# Any reviews on contabo/giga-hosting?



## hzr (Nov 27, 2014)

Their latest deal is 13EUR/m = 1TB SSD-cached disk, 14GB dedicated RAM, unmetered, KVM.

Is this insanity or are they a well known host?


----------



## AMDbuilder (Nov 27, 2014)

I'm going with insanity and/or extremely oversold.  Granted I also don't know the company.


----------



## William (Nov 27, 2014)

Shady history in German speaking area.
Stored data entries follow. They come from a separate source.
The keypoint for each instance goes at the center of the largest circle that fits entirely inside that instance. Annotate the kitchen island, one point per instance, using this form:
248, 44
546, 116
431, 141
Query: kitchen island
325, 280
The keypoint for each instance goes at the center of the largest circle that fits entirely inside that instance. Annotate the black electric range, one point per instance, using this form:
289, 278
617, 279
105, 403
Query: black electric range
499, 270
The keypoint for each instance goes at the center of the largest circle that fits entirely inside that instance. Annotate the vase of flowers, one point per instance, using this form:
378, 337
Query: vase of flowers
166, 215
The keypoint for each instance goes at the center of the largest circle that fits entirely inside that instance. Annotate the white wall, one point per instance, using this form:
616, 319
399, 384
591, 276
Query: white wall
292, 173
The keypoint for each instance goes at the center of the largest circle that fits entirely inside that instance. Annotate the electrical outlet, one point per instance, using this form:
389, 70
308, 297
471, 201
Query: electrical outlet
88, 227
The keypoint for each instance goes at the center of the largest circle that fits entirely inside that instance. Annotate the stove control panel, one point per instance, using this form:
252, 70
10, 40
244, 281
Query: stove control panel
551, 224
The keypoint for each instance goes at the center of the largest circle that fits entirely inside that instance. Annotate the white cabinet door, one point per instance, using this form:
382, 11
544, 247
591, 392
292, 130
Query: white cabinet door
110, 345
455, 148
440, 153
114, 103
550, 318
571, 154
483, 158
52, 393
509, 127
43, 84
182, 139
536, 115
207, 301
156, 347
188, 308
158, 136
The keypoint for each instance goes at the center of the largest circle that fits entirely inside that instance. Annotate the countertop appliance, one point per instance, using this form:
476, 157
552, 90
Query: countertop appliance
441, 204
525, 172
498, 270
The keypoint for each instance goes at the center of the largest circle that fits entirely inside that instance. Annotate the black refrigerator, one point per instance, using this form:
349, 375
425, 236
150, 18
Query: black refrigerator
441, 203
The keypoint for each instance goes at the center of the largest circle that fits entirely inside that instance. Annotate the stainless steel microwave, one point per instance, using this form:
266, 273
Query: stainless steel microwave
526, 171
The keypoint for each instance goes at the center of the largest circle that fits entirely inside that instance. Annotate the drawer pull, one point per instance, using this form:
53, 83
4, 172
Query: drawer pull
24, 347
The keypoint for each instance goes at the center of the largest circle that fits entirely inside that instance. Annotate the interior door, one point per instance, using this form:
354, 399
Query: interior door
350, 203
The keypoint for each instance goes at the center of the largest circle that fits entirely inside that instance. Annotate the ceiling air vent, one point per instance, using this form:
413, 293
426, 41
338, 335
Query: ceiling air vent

Would personally avoid.

EDIT: On your own risk i guess after this threads...

http://www.webhostingtalk.com/showthread.php?t=1132005

http://www.webhostingtalk.com/showthread.php?t=1189408

http://www.webhostingtalk.com/showthread.php?t=1189408

http://www.webhostingtalk.com/showthread.php?t=1132760


----------



## Amitz (Nov 27, 2014)

Just like William said... I am from Germany and would not touch them with a ten foot pole.


----------



## DomainBop (Nov 27, 2014)

I wouldn't touch them with @Amitz's 10 foot pole either.  When you add in the cost of revenue lost due to downtime and the time value spent opening support tickets Contabo (just like those big RAM unreliable Buffalo VPS providers) isn't really that good of a deal and will end up costing you more in the long run.

If you want a good VPS in Germany I'd recommend any of Bradler & Krantz's brands (ProviderService.com, UltraVPS.eu, GetKVM.com).

If you want something in Germany with 14GB RAM you' be better off getting a dedi from Hetzner (or their ServerBidding.com auction...just avoid the servers with aging 1.5GB and under drives) or ProviderService.


----------



## dkstanson (Nov 28, 2014)

The price is fairly OK. I'd rather prefer Linode at this price range.


----------